Having ‘won' re-election with 85% of the votes in the controversial run-off, the last thing Mugabe expected was a call by the AU summit to initiate a dialogue with the MDC about the establishment of a government of national unity.

He should not be surprised. By any objective analysis of the facts, domestic law and regional and continental frameworks, the run-off was neither legal nor legitimate. If this was a legal matter before a court of law, the most just scenario would have been for the AU not to recognise Mugabe’s election as president. But politics are notoriously messy. So while the AU’s statement on the summit’s last day could have been stronger, it at least represented a clear break from past practice.

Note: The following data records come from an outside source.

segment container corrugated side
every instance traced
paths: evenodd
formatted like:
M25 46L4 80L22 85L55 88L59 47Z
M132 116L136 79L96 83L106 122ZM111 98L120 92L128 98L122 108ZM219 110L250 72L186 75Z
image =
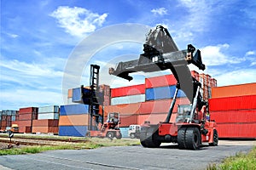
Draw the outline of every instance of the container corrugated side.
M256 82L212 88L212 98L256 95Z
M121 97L145 94L145 84L111 88L111 97Z
M59 120L44 119L44 120L33 120L32 127L58 127Z
M173 75L164 75L145 79L146 88L176 85L177 81Z
M60 126L59 136L84 137L87 129L87 126Z
M38 119L59 119L59 113L38 113Z
M209 110L235 110L256 109L256 95L209 99Z
M218 138L256 138L256 122L254 123L218 123Z
M111 99L111 105L132 104L145 101L145 94L137 94Z
M58 133L58 127L32 127L32 133Z
M140 107L141 103L104 106L104 115L107 116L111 112L118 112L121 115L137 115L140 113Z
M76 115L76 114L88 114L89 105L61 105L60 116L67 115Z
M217 123L256 122L256 110L211 111L210 116Z
M88 125L88 114L61 116L59 120L59 126Z
M59 106L58 105L49 105L38 108L38 113L58 113Z
M167 113L172 101L172 99L168 99L143 102L141 104L140 114ZM190 101L188 98L177 99L172 112L177 112L177 105L190 105Z
M176 86L159 87L146 89L146 101L173 98L176 90ZM177 95L177 98L186 97L185 94L179 90Z

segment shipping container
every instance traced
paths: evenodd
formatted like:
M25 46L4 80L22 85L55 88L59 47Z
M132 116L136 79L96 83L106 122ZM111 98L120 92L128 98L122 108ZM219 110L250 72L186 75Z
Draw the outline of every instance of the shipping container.
M37 114L38 112L38 107L20 108L19 112L20 112L20 115L26 114L26 113Z
M164 99L172 99L175 94L176 86L160 87L146 89L146 101L156 100ZM186 97L185 94L179 90L177 95L177 98Z
M60 126L59 136L84 137L87 129L87 126Z
M32 133L58 133L58 127L32 127Z
M172 101L172 99L168 99L143 102L141 104L140 114L167 113ZM177 99L172 112L177 112L177 105L190 105L190 101L188 98Z
M111 97L121 97L145 94L145 84L111 88Z
M85 126L88 125L89 115L61 116L59 126Z
M67 98L73 97L73 88L67 90Z
M49 105L38 108L38 113L59 113L58 105Z
M128 136L129 128L119 128L119 129L123 138L129 138Z
M88 114L89 105L61 105L60 116L67 115L76 115L76 114Z
M32 127L58 127L59 120L44 119L32 121Z
M218 123L218 138L256 138L256 122L253 123Z
M108 113L118 112L120 115L137 115L140 113L141 103L125 104L117 105L104 106L104 115Z
M209 99L209 110L236 110L256 109L256 95L230 98L215 98Z
M145 101L145 94L137 94L111 99L111 105L133 104Z
M256 82L212 88L212 98L256 95Z
M146 88L165 87L165 86L171 86L171 85L176 85L176 84L177 84L177 81L172 74L160 76L154 76L154 77L150 77L150 78L145 79L145 88Z
M59 119L59 113L38 113L38 119Z
M210 116L217 123L256 122L256 110L211 111Z
M131 124L137 124L137 115L121 115L119 127L129 127Z

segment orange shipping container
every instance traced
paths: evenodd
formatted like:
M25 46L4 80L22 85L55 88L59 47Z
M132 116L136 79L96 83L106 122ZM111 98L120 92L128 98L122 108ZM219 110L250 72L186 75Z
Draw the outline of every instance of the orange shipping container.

How then should the AU and the region break the political and economic impasse? In recent statements by the MDC and Zanu-PF, both have excluded talks or negotiations about  a government of national unity. But it is clear that talks between the parties are essential. Without talks followed by action Zimbabwe will be condemned to a ‘Groundhog Day’ scenario, ie a continuation of the economic, humanitarian and political crisis. But negotiations will only succeed if SA, SADC and the AU turn the screws on Zanu-PF.

Let’s examine the options. South Africa has long talked about a government of national unity. But a government led by Mugabe, with the MDC as junior partner would not be acceptable to the MDC, who after all, won both the parliamentary vote and the single largest number of presidential votes in March. This GNU would govern ostensibly until the next elections. Unless Tsvangirai was president and the MDC held a number of important portfolios such as finance it is virtually inconceivable to believe that it would accept such an option as it would be a perpetuation of the status quo and a clear subversion of the democratic outcome of the first round of elections. Neither would they accept Mugabe as part of such a GNU.

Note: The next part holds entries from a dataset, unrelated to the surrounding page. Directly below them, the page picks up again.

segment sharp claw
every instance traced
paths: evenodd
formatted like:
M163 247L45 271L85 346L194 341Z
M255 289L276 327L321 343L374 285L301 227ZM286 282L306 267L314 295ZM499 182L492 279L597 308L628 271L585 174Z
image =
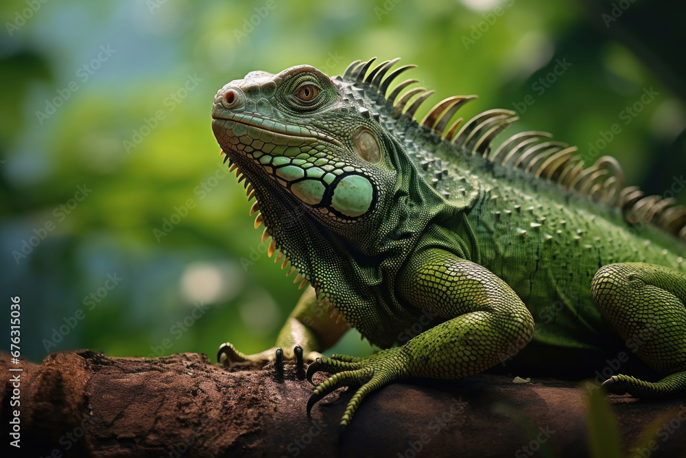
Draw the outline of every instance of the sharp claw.
M312 364L314 364L314 363L313 363ZM310 365L310 366L311 366L311 365ZM322 393L322 394L317 394L316 393L312 393L312 396L311 396L309 397L309 399L307 400L307 415L308 416L309 415L309 412L310 412L311 410L312 410L312 407L314 406L314 404L316 404L317 402L318 402L319 401L322 400L322 398L324 398L325 396L327 396L327 395L326 395L326 393Z
M222 364L222 355L226 355L228 356L228 350L230 349L230 344L228 342L222 343L219 346L219 350L217 351L217 362Z
M322 363L320 362L319 358L315 360L314 363L311 363L307 367L307 372L305 374L305 378L307 381L311 383L313 385L314 382L312 381L312 376L322 370Z
M296 363L298 367L301 367L303 365L303 347L296 345L293 347L293 352L296 354Z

The second option is a transitional government, which would again have to comprise members of both parties but would operate for only a limited period (one to two years). Its primary function would be to lead an inclusive process of drafting and agreeing to a new constitution, and then preparing for elections. The question of who would be the senior partner would again be a potential stumbling block. The transitional government would also have to consider the depoliticisation of the security forces and indeed of all the institutions of state. Neither option is perfect, but the latter would be better as its raison d’etre would be to address the constitutional issues, which have been the bone of contention since the 2000 referendum.

A crucial element in both scenarios would be the role of the security forces who have stated previously that they would not accept Tsvangirai as president. Clearly, while the MDC may hold the legitimacy card, Zanu-PF has the support of the security apparatus.

How should the continent handle these dynamics?

First, SADC and the AU must insist that the current environment in Zimbabwe is untenable and that talks are a vital prerequisite to resolve the crisis. In the absence of a clear commitment to a roadmap for talks (and clear timeframes) SADC and the AU should suspend Zimbabwe from all continental bodies citing the SADC protocol on elections and the AU’s framework declaration on unconstitutional changes of government. It should also adopt arms and financial sanctions, aimed at the elite.

Second, SADC and the AU must recognise that it is impossible for any talks or mediation to begin unless there is a return to some semblance of political normality. Thus certain preconditions must be met. These are: the release of all political prisoners immediately; the confinement to barracks of all security forces; the disarmament of all militias and the immediate cessation of violence; and the conversion of the Pan-African Parliament election monitors into peace monitors to ensure compliance with AU/SADC conditions.

Lastly, the process requires mediation by a neutral third party, who has the trust of both sides. SADC should seriously consider widening the mediation team to include an African statesperson – perhaps from beyond the region – who has the confidence of the MDC, and who therefore can enhance the mediation initiative led by South Africa.

The balance of power in terms of brute force is in Zanu-PF’s favour. If there was any doubt it was dispelled in the period between the March and June elections. However, the MDC does hold some trump cards. It can provide Zanu-PF with legitimacy provided the region is willing to deprive Mugabe of that in the absence of MDC participation in government.

Furthermore, many cadres of Zanu-PF know that they cannot solve the economic crisis on their own. Mugabe’s removal from the hot seat might make it easier, but MDC participation in government would open lines of credit and development assistance.

In the period before the June run-off, Zanu-PF and the security apparatus removed all pretences of respect for the rule of law and due electoral process. This is the critical test for the AU and its institutions. Over the last eight years SADC and SA’s softly-softly approach has provided many ‘carrots’, but the time has come to show the ‘stick’. Zimbabwe is not the only violator of many continental protocols, but it is most stark because of where the country has come from and where it could be.